Pesquisadora da USP alerta para o risco da substituição por gorduras saturadas que, embora sejam menos nocivas à saúde, podem aumentar os níveis de colesterol ‘ruim’, o LDL, entre outras consequências, se o consumo for excessivo.
Fonte: Alimentos sem mitos
A Anvisa publicou a Resolução da Diretoria Colegiada (RDC) 632/2022, que dispõe sobre a restrição do uso de gorduras trans industriais em alimentos. A medida é resultado do processo de revisão e consolidação de atos normativos, cujas diretrizes estão estabelecidas no Decreto 10.139/2019. A RDC 632/2022 consolidou a RDC 332/2019 e a RDC 514/2021. Ou seja, não houve alteração de mérito das normas. Os objetivos da iniciativa foram a melhoria da técnica legislativa e maior clareza normativa.
Por isso, os produtos alimentícios desde o início deste ano produzidos no Brasil ou importados, não podem mais conter gordura parcialmente hidrogenada, a principal fonte de gorduras trans industriais nos alimentos.
Mas será que os alimentos industrializados realmente se tornaram saudáveis neste aspecto?
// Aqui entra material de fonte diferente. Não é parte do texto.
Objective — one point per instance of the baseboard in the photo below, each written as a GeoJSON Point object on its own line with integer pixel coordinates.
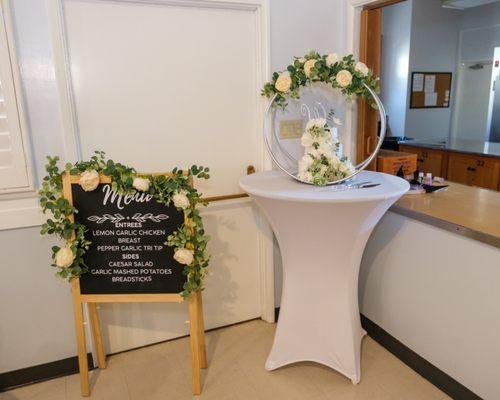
{"type": "Point", "coordinates": [438, 378]}
{"type": "Point", "coordinates": [68, 366]}
{"type": "Point", "coordinates": [42, 372]}
{"type": "Point", "coordinates": [434, 375]}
Pode ser que não, se a conduta dos fabricantes for semelhante à observada em uma pesquisa da Faculdade de Ciências Farmacêuticas da Universidade de São Paulo (FCF-USP), realizada entre os anos de 2018 e 2022 no segmento de bolachas recheadas e wafers.
Ácidos graxos (gorduras) trans
Estão relacionados com doenças cardiovasculares e diabetes do tipo 2, além de infertilidade e problemas no desenvolvimento do feto, caso a mãe consuma esse tipo de gordura na gestação e no período de amamentação. Evidências científicas demonstram que não existe um limite seguro para o seu consumo, e a Organização Mundial de Saúde (OMS) recomenda sua eliminação da dieta.
Produtos ‘zero trans’
Até o ano passado, para um produto trazer a alegação ‘zero trans’ em seu rótulo era preciso atender as exigências de outra resolução da Anvisa, a RDC nº 54 de 2012. No caso, conter valores iguais ou menores que 1,5 gramas na soma de gorduras trans e saturadas por 50 gramas de alimento, e 0,1 gramas de gordura trans na porção (30 gramas) — com variação máxima de até 20% (RDC 360 da Anvisa). No entanto, conforme apontou a pesquisa, várias marcas de bolachas recheadas e wafers comercializaram produtos em inconformidade com a legislação, colocando em risco a saúde do consumidor.
O estudo
O estudo foi feito pela farmacêutica Tamires Carvalho Lins Montilla, sob a coordenação do professor Jorge Mancini-Filho, do Departamento de Alimentos e Nutrição Experimental da FCF-USP. Foram analisados os teores de ácidos graxos trans e saturados em 118 bolachas recheadas e wafers, usando cromatografia gasosa – um conjunto de técnicas que permite a separação e a quantificação de compostos químicos.
Problema de fiscalização
Para a pesquisadora, há um problema grave de fiscalização. “Hoje a Anvisa não faz avaliações periódicas dos produtos, o que abre brecha para que possam ser alterados depois da análise”, afirma. Montilla considera que o banimento das gorduras trans, caso seja cumprido, trará ganhos à saúde do consumidor. “No entanto, se houver a substituição das gorduras trans pelas saturadas, permanecem os riscos de desenvolvimento de doenças cardiovasculares, ainda que em menor grau”, aponta.
Segundo a pesquisadora, as gorduras saturadas, em comparação com a trans, diminuem os riscos do aparecimento de doenças cardiovasculares em 17%. “De qualquer forma, ela não é saudável, pois não reduz os índices de HDL, conhecido como o ‘colesterol bom’, mas segue aumentando o LDL, o ‘colesterol ruim’”, complementa.